Convert dataframe to one-hot matrix.

df2onehot.df2onehot.df2onehot(df, dtypes='pandas', y_min=None, perc_min_num=None, hot_only=True, deep_extract=False, excl_background=None, verbose=3)

Convert dataframe to one-hot matrix.

Parameters
  • df (pd.DataFrame()) – Input dataframe for which the rows are the features, and colums are the samples.

  • dtypes (list of str or 'pandas', optional) – Representation of the columns in the form of [‘cat’,’num’]. By default the dtype is determiend based on the pandas dataframe.

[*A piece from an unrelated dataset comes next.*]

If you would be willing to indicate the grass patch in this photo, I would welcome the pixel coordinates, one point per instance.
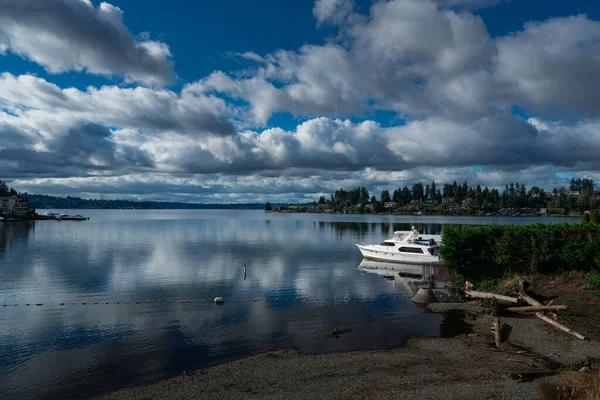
(594, 279)
(571, 387)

  • y_min (int [0..len(y)], optional) – Minimal number of sampels that must be present in a group. All groups with less then y_min samples are labeled as _other_ and are not used in the enriching model. The default is None.

  • perc_min_num (float [None, 0..1], optional) – This parameters can be used to force variables into numeric ones if unique non-zero values are above the percentage. The default is None. Alternative can be 0.8

  • hot_only (bool [True, False], optional) – When True; the output of the onehot matrix exclusively contains categorical values that are transformed to one-hot. The default is True.

  • deep_extract (bool [False, True] (default : False)) – True: Extract information from a vector that contains a list/array/dict. False: converted to a string and treated as catagorical [‘cat’].

  • excl_background (list or None, [0], [0, '0.0', 'unknown', 'nan', 'None' ...], optional) – Remove values/strings that labeled in the list. As an example, the following column: [‘yes’, ‘no’, ‘yes’, ‘yes’,’no’,’unknown’, …], is split into ‘column_yes’, ‘column_no’ and ‘column_unknown’. If unknown listed, then ‘column_unknown’ is not transformed into a new one-hot column. The default is None (every possible name is converted into a one-hot column)

  • verbose (int, optional) – Print message to screen. The default is 3. 0: (default), 1: ERROR, 2: WARN, 3: INFO, 4: DEBUG, 5: TRACE

Returns

  • dict

  • numeric (DataFrame) – Input-dataframe with converted numerical values

  • onehot (DataFrame) – Input-dataframe with converted one-hot values. Note that continuous values are only removed if hot_only=True.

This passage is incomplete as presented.